Que Benjamin Netanyahou soit prêt, pour la première fois, à dépendre du soutien du Ra'am (Liste arabe unie), un parti arabe islamiste, constitue une lueur d'espoir dans son désespoir de devoir recueillir du soutien de n'importe quelle source. Il permet ainsi à d'autres de coopérer avec les partis arabes qui représentent les citoyens palestiniens d'Israël. Dans la triste réalité de la politique israélienne, qui a toujours délégitimé tout gouvernement soutenu par les représentants des citoyens palestiniens (notamment de la part du Premier ministre actuel), le désespoir de ce dernier pourrait enfin marquer la naissance d'une nouvelle ère marquée par la normalisation de la participation des Palestiniens aux instances gouvernementales du pays.

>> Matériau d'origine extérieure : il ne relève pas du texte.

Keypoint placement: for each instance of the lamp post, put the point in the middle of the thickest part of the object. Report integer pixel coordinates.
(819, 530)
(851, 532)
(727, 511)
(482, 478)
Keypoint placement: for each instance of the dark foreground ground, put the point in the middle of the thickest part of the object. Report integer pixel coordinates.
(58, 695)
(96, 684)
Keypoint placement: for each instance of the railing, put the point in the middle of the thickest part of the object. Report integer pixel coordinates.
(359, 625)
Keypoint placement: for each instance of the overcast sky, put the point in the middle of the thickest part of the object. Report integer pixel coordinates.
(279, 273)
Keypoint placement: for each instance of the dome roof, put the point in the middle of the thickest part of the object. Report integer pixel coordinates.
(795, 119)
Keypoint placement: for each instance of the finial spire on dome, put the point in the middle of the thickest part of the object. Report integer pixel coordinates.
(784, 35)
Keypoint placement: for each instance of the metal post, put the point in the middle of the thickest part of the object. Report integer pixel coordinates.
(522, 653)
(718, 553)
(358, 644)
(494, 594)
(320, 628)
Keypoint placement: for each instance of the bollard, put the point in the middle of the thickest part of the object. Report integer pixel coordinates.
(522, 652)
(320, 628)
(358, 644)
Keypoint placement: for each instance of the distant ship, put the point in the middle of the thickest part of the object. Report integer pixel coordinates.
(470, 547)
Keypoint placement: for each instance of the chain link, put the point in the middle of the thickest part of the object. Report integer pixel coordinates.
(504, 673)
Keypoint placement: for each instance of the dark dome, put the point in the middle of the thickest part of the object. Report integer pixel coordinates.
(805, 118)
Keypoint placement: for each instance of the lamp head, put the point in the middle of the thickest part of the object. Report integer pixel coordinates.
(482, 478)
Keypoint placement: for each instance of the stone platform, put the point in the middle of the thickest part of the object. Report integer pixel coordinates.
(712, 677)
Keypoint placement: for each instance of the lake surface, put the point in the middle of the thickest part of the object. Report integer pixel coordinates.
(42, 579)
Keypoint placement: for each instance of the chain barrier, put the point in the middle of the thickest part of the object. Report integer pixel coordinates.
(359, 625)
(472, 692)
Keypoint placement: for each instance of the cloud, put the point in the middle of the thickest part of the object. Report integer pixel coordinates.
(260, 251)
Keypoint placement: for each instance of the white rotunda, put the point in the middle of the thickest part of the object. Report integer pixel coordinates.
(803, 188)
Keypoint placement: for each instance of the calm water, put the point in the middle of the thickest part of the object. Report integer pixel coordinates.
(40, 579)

À présent que Reuven Rivlin a nommé M. Netanyahou pour être le premier à former un gouvernement, les partisans de «Anyone but Bibi» («n'importe qui sauf Bibi» soit le slogan des groupes opposés à Netanyahou) mettront-ils en veilleuse leurs ego et leurs rivalités pour atteindre leur objectif ultime: en finir avec l'ère Netanyahou? Ou alors, le maître rescapé et grand manipulateur de la politique israélienne parviendra-t-il à conserver son emprise tant sur la politique que sur la société d'Israël?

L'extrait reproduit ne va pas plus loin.